A guerra comercial atingiu as empresas de Musk. Além do X e da fábrica de carros elétricos Tesla, ele é dono da empresa de satélites de comunicação Space Link e da empresa de foguetes espaciais SpaceX, contratada pela NASA (Administração Nacional de Aeronáutica e Espaço) para levar equipamentos e tripulações para a Estação Espacial Internacional. Em 16 missões tripuladas, levou ou trouxe 60 astronautas. Agora, os dois lados ameaçou suspender esse contrato.
Por causa do terror contra funcionários públicos e do apoio a partidos de extrema direita na Europa, as empresas de Musk começaram a ser boicotadas, principalmente os carros da Tesla. Num gesto sem precedentes, Trump fez propaganda dos carros de Musk na Casa Branca, numa promiscuidade inaceitável entre público e privado na sede do governo dos EUA.
A situação se deteriorou definitivamente quando Musk começou a criticar a Grande e Linda Lei, o projeto em discussão no Congresso que embute as grandes propostas do governo Trump, inclusive cortes de impostos para ricos e grandes empresas, e cortes de programas sociais como Medicaid, que dá assistência de saúde aos pobres, e de medidas para combater o aquecimento global como subsídios a carros elétricos.
A lei deve aumentar a dívida pública, já acima de 120% do produto interno bruto, em mais US$ 3,8 trilhões em uma década pelos cálculos do Escritório da Orçamento do Congresso, um órgão técnico bipartidário.
Há oito dias, Musk anunciou sua saída do governo. Em entrevista na Casa Branca ao lado dele, Trump declarou que Musk não saíra completamente. Ficaria indo e vindo. Em vez dos US$ 2 trilhões de cortes de gastos, o número oficial fala em US$ 150 bilhões. Na realidade, de acordo com a agência de notícias Reuters, seriam apenas US$ 19 bilhões, irrisórios ante o déficit público de US$ 1,8 trilhão (6,4% do PIB) no ano fiscal encerrado em setembro de 2024.
Em meio à derrocada de Musk, o jornal The New York Times revelou que durante a campanha o bilionário usou drogas como ketamina, êxtase e cogumelos psicodélicos. Anos atrás, fumou maconha numa entrevista de rádio transmitida ao vivo com imagens via Internet.
Nos últimos dias, Musk descreveu a lei como uma "abominação repugnante" que destrói seu trabalho de cortar gastos para equilibrar o orçamento e acusou os deputados e senadores que votarem a favor de traidores da pátria que não serão reeleitos.
O projeto foi aprovado por um voto na Câmara. Agora, está no Senado, onde o governo não pode perder três votos e pelo menos dois senadores republicanos fiscalmente conservadores mostram-se irredutíveis.
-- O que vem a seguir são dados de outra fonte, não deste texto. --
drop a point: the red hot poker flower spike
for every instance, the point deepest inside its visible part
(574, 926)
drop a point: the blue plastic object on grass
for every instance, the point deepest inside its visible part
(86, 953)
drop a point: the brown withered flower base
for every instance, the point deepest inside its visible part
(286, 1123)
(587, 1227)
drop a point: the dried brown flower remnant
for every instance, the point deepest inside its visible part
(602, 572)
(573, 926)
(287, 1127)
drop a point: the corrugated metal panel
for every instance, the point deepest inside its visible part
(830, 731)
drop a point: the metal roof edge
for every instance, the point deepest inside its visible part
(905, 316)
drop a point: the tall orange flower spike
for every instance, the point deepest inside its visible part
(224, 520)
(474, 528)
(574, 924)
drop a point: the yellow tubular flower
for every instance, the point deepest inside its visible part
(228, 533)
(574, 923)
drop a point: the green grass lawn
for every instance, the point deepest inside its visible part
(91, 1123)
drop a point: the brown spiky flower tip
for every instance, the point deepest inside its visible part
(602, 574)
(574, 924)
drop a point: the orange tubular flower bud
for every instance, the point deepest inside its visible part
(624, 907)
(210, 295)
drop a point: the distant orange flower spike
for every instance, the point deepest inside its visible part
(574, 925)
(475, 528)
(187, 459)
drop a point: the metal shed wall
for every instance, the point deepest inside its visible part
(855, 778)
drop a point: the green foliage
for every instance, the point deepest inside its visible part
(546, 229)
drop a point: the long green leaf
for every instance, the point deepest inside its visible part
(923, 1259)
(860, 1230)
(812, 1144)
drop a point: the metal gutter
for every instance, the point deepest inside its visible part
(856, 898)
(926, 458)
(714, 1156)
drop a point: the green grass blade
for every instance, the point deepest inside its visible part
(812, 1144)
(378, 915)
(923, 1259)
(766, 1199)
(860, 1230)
Como o projeto deve ser alterado, deve voltar à Câmara sob pressão de Musk.
Trump respondeu que a melhor maneira de cortar gastos é cancelar os "gordos subsídios" e contratos das empresas do bilionário, que já receberam US$ 40 bilhões do governo dos EUA.
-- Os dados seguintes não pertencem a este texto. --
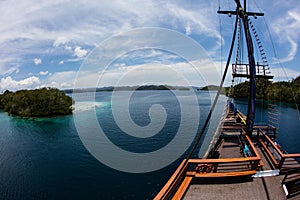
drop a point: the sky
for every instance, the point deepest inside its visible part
(51, 43)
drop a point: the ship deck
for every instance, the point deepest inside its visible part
(232, 172)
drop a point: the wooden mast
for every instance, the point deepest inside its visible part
(243, 15)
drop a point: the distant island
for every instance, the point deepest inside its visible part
(282, 91)
(126, 88)
(44, 102)
(214, 88)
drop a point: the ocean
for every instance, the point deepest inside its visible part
(50, 158)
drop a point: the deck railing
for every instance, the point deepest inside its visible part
(179, 182)
(273, 151)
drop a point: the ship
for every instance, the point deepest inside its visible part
(243, 161)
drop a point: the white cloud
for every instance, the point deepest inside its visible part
(60, 41)
(79, 52)
(28, 83)
(287, 28)
(37, 61)
(43, 73)
(188, 29)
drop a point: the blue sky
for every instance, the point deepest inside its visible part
(44, 43)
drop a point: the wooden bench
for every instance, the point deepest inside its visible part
(225, 174)
(183, 188)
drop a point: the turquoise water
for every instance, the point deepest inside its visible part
(45, 158)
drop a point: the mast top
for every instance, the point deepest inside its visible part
(240, 10)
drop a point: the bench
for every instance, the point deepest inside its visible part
(225, 174)
(183, 187)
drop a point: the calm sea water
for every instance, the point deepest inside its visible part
(45, 158)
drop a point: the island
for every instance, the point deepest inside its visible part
(44, 102)
(283, 91)
(126, 88)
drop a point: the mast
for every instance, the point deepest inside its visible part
(242, 13)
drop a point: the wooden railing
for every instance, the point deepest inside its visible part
(173, 183)
(266, 142)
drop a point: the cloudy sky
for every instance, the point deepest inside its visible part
(45, 43)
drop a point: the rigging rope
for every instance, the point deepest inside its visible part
(218, 93)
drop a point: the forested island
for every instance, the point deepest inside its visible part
(126, 88)
(44, 102)
(276, 91)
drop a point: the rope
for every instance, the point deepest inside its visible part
(218, 93)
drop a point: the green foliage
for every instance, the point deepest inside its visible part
(279, 91)
(36, 103)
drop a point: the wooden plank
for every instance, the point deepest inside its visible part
(251, 145)
(268, 152)
(294, 155)
(183, 188)
(225, 174)
(273, 145)
(223, 160)
(171, 182)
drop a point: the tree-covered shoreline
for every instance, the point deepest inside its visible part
(282, 91)
(44, 102)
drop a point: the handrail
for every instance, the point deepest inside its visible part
(282, 155)
(251, 144)
(241, 117)
(171, 184)
(223, 160)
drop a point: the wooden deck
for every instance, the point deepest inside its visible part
(236, 173)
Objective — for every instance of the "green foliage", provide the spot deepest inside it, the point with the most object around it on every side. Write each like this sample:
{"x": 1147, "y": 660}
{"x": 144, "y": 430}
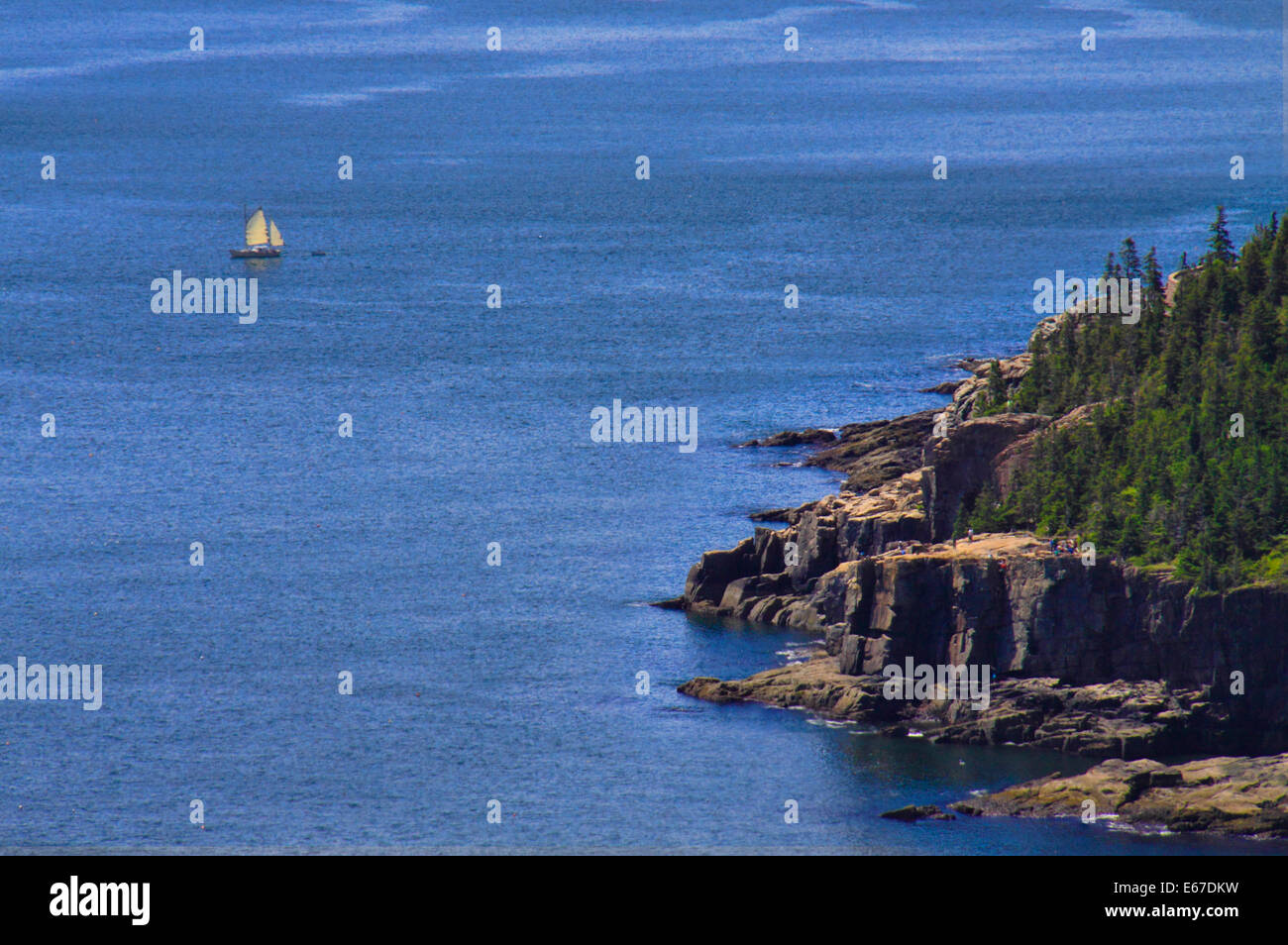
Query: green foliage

Hoje, Musk declarou guerra total. Acusou Trump de ligação com o pedófilo Epstein: "Sabem por que o dossiê sobre Epstein não foi divulgado? Porque Trump está nele", disparou, sem apresentar provas. O bilionário pediu o impeachment de Trump e sua substituição pelo vice-presidente James David Vance.
O antigo guru de Trump, articulador de uma internacional de extrema direita, que se apresenta como um "leninista de direita", Steve Bannon, antigo desafeto de Musk que hoje não tem cargos no governo, pediu a cassação da cidadania de Musk, que nasceu na África do Sul, sua expulsão do país e a estatização da SpaceX.
Quem tem amigos como Musk e Trump não precisa de inimigos. Será uma guerra longa e cruel. É o início da implosão do governo Trump.